Addition of Dendritic Cell Vaccination to Conditioning Cyclophosphamide and Chemoembolization in Patients with Hepatocellular Carcinoma: The ImmunoTACE Trial.

作者信息

Ma Yuk Ting, Zuo Jianmin, Kirkham Amanda, Curbishley Stuart, Blahova Miroslava, Rowe Anna L, Bathurst Camilla, Mehrzad Homoyoon, Karkhanis Salil, Punia Pankaj, James Martin W, Stern Nick, Rao Ankit, Hull Diana, Lowe Faye, Sylla Panagiota, Webster Luke, Hussain Syed, Yap Christina, Palmer Daniel, Adams David H

机构信息

Institute of Immunology and Immunotherapy, University of Birmingham, Birmingham, United Kingdom.

University Hospitals Birmingham NHS Foundation Trust, Birmingham, United Kingdom.

出版信息

Clin Cancer Res. 2025 Aug 14;31(16):3412-3423. doi: 10.1158/1078-0432.CCR-25-0142.

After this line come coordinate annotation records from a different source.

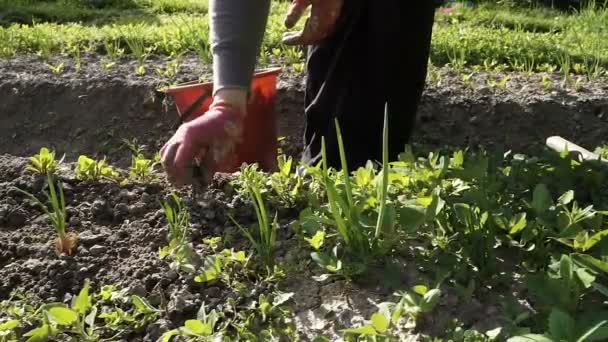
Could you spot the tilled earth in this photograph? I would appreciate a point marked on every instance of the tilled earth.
(122, 227)
(93, 110)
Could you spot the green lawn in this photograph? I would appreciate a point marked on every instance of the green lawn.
(486, 36)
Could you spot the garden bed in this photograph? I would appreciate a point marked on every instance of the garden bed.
(121, 227)
(93, 111)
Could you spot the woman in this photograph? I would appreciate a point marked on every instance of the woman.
(362, 55)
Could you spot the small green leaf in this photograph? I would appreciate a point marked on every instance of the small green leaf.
(83, 301)
(198, 327)
(142, 305)
(317, 240)
(166, 337)
(40, 334)
(530, 338)
(494, 333)
(63, 316)
(566, 198)
(561, 325)
(566, 268)
(585, 277)
(430, 300)
(594, 333)
(282, 298)
(106, 292)
(594, 240)
(411, 217)
(518, 223)
(591, 262)
(380, 322)
(541, 199)
(9, 325)
(420, 289)
(90, 318)
(366, 330)
(321, 339)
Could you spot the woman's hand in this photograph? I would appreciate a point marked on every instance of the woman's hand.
(211, 137)
(321, 23)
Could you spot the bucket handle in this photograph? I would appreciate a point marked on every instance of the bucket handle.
(190, 110)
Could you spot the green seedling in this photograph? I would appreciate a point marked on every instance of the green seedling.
(179, 248)
(286, 184)
(91, 170)
(84, 320)
(57, 69)
(420, 300)
(221, 266)
(564, 327)
(203, 328)
(141, 168)
(265, 239)
(64, 243)
(44, 162)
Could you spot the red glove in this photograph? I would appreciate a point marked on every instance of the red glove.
(321, 23)
(211, 137)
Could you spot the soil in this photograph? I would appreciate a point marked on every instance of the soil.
(121, 227)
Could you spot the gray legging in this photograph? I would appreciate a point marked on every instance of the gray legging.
(237, 29)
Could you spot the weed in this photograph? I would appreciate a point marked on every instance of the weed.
(56, 213)
(265, 239)
(44, 162)
(57, 69)
(546, 83)
(91, 169)
(179, 248)
(565, 66)
(499, 84)
(141, 168)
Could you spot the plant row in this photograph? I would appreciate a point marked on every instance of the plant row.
(488, 38)
(469, 220)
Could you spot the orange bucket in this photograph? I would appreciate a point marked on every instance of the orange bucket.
(259, 145)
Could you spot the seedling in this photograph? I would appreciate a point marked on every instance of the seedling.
(44, 162)
(56, 69)
(141, 168)
(90, 169)
(267, 230)
(84, 320)
(180, 248)
(64, 243)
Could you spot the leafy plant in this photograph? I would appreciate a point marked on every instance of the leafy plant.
(179, 248)
(44, 162)
(64, 243)
(221, 266)
(141, 168)
(265, 239)
(84, 320)
(203, 327)
(91, 169)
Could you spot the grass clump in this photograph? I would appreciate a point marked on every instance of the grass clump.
(65, 243)
(44, 162)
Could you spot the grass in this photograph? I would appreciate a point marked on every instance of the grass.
(490, 36)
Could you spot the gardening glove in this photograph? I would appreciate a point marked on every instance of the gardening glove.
(209, 140)
(321, 23)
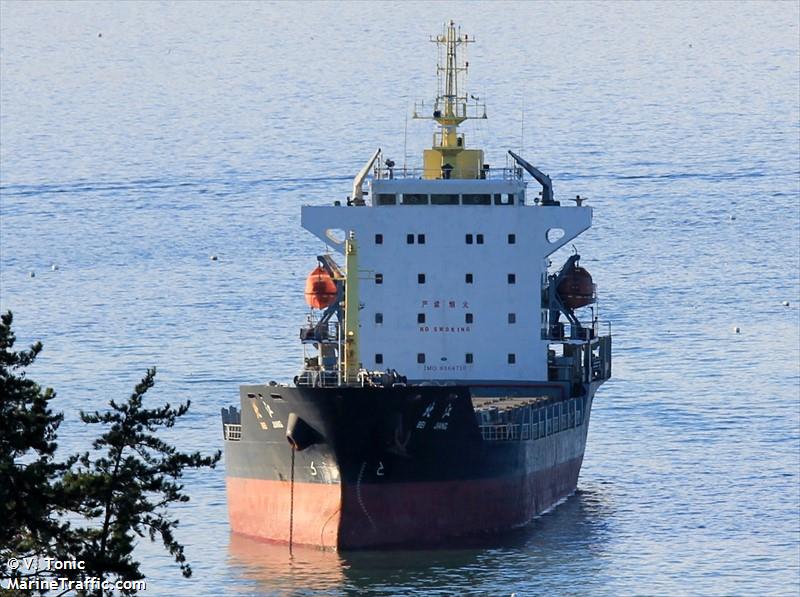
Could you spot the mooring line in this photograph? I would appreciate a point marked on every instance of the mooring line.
(360, 498)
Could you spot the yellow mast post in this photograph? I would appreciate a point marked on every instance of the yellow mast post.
(449, 157)
(351, 307)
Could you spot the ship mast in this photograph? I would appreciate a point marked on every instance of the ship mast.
(448, 156)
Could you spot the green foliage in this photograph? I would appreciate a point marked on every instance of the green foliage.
(114, 493)
(130, 483)
(29, 489)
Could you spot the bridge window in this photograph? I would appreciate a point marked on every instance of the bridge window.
(477, 199)
(415, 199)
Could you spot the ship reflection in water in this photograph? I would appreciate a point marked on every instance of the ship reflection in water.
(572, 535)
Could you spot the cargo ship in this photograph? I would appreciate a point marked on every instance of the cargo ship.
(448, 368)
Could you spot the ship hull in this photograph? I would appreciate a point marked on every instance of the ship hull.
(392, 467)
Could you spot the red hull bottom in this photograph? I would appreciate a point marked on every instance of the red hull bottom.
(358, 516)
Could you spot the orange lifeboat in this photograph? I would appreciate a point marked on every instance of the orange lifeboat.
(320, 289)
(576, 288)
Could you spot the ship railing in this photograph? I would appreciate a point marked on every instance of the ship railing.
(231, 432)
(505, 431)
(382, 172)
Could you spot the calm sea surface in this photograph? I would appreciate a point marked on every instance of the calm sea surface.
(138, 139)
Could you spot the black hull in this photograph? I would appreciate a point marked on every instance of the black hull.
(407, 465)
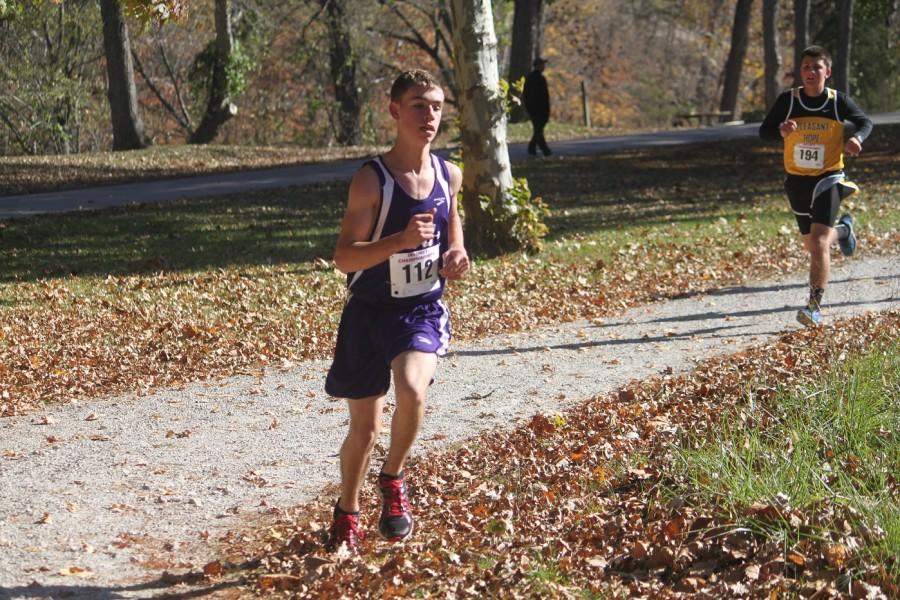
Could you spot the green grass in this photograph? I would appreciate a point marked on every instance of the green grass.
(830, 450)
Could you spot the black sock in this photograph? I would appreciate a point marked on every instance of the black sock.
(815, 296)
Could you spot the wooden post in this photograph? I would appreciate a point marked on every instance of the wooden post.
(586, 107)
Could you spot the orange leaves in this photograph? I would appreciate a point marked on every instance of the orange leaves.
(541, 425)
(577, 493)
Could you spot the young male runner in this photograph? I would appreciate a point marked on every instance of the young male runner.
(400, 238)
(810, 121)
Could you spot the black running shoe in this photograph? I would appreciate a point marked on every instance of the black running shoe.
(396, 522)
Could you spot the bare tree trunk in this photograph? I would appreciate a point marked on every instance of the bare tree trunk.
(735, 65)
(771, 51)
(128, 128)
(343, 73)
(801, 35)
(482, 122)
(842, 60)
(526, 44)
(219, 107)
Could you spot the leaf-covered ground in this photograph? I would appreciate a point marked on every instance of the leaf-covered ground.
(130, 299)
(588, 504)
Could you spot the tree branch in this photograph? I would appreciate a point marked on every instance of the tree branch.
(12, 127)
(178, 95)
(157, 93)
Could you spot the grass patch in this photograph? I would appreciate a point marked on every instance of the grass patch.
(131, 298)
(30, 174)
(820, 462)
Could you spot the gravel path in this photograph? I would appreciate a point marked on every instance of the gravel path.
(129, 487)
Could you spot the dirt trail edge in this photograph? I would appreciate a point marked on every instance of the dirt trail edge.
(98, 497)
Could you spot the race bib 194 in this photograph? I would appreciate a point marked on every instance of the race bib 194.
(809, 156)
(414, 273)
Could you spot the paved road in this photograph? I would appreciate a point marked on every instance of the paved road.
(230, 183)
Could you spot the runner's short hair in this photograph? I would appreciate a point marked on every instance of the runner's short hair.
(817, 52)
(410, 79)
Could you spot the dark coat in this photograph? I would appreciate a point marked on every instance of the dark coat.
(536, 97)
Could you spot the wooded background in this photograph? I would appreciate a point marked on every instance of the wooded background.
(316, 72)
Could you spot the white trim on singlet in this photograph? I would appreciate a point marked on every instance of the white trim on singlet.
(827, 98)
(439, 177)
(387, 195)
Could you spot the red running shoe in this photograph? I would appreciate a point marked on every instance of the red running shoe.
(396, 522)
(344, 530)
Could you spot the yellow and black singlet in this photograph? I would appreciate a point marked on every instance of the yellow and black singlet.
(817, 146)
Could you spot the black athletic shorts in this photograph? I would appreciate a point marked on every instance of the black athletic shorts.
(817, 199)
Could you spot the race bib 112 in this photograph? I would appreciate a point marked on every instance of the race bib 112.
(414, 273)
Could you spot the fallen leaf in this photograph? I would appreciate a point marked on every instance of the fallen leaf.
(212, 569)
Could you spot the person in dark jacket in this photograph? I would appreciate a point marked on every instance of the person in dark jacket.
(536, 97)
(809, 121)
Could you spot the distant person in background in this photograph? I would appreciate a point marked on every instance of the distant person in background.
(810, 121)
(536, 96)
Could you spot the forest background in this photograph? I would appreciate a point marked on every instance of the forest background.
(642, 62)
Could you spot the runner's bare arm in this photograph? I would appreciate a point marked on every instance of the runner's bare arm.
(455, 259)
(354, 251)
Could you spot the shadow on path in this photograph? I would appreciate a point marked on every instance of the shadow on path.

DOI:10.1158/1078-0432.CCR-25-0142
PMID:40499144
原文链接:https://pmc.ncbi.nlm.nih.gov/articles/PMC12351282/
Abstract

PURPOSE

A previous study by our group using dendritic cells (DC) pulsed ex vivo with the lysate of the HepG2 cell line showed evidence of antigen-specific T-cell responses in some patients with advanced hepatocellular carcinoma. The ImmunoTACE trial evaluated the preliminary activity of this vaccine in combination with transarterial chemoembolization (TACE) in patients with intermediate-stage hepatocellular carcinoma.

PATIENTS AND METHODS

A randomized phase II trial was conducted in three tertiary referral centers in the United Kingdom. Eligible patients were randomly assigned in a 1:1 ratio to TACE + preconditioning cyclophosphamide or to TACE + preconditioning cyclophosphamide + DC infusions. The primary endpoint was progression-free survival time using RECIST v1.1 criteria. Additional endpoints included safety and immune responses.

RESULTS

Between March 2016 and October 2019, 55 patients were randomized, of whom 48 were evaluable (24 in each group). The median progression-free survival time using RECIST criteria was 18.6 months in patients treated with chemoembolization + preconditioning cyclophosphamide + DC infusions compared with 10.4 months in those treated with chemoembolization + preconditioning cyclophosphamide alone (HR = 0.43; upper value of one-sided 80% confidence interval, 0.57; P = 0.016). The addition of DC infusions did not significantly increase the incidence or severity of adverse events. An enhanced antigen (α-fetoprotein)-specific immune response was observed in patients treated with DC vaccination.

CONCLUSIONS

The addition of DC infusions to TACE and preconditioning cyclophosphamide has shown promising preliminary activity and merits further investigation in a larger randomized trial.

摘要

目的

我们小组之前的一项研究使用经体外与HepG2细胞系裂解物脉冲处理的树突状细胞(DC),在一些晚期肝细胞癌患者中显示出抗原特异性T细胞反应的证据。免疫TACE试验评估了这种疫苗与经动脉化疗栓塞术(TACE)联合用于中期肝细胞癌患者的初步活性。

患者与方法

在英国的三个三级转诊中心进行了一项随机II期试验。符合条件的患者按1:1的比例随机分配接受TACE + 预处理环磷酰胺或TACE + 预处理环磷酰胺 + DC输注。主要终点是使用RECIST v1.1标准的无进展生存时间。其他终点包括安全性和免疫反应。

结果

2016年3月至2019年10月期间,55例患者被随机分组,其中48例可评估(每组24例)。使用RECIST标准,接受化疗栓塞 + 预处理环磷酰胺 + DC输注的患者中位无进展生存时间为18.6个月,而仅接受化疗栓塞 + 预处理环磷酰胺的患者为10.4个月(HR = 0.43;单侧80%置信区间上限,0.57;P = 0.016)。添加DC输注并未显著增加不良事件的发生率或严重程度。在接受DC疫苗接种的患者中观察到增强的抗原(甲胎蛋白)特异性免疫反应。

结论

在TACE和预处理环磷酰胺中添加DC输注已显示出有前景的初步活性,值得在更大规模的随机试验中进一步研究。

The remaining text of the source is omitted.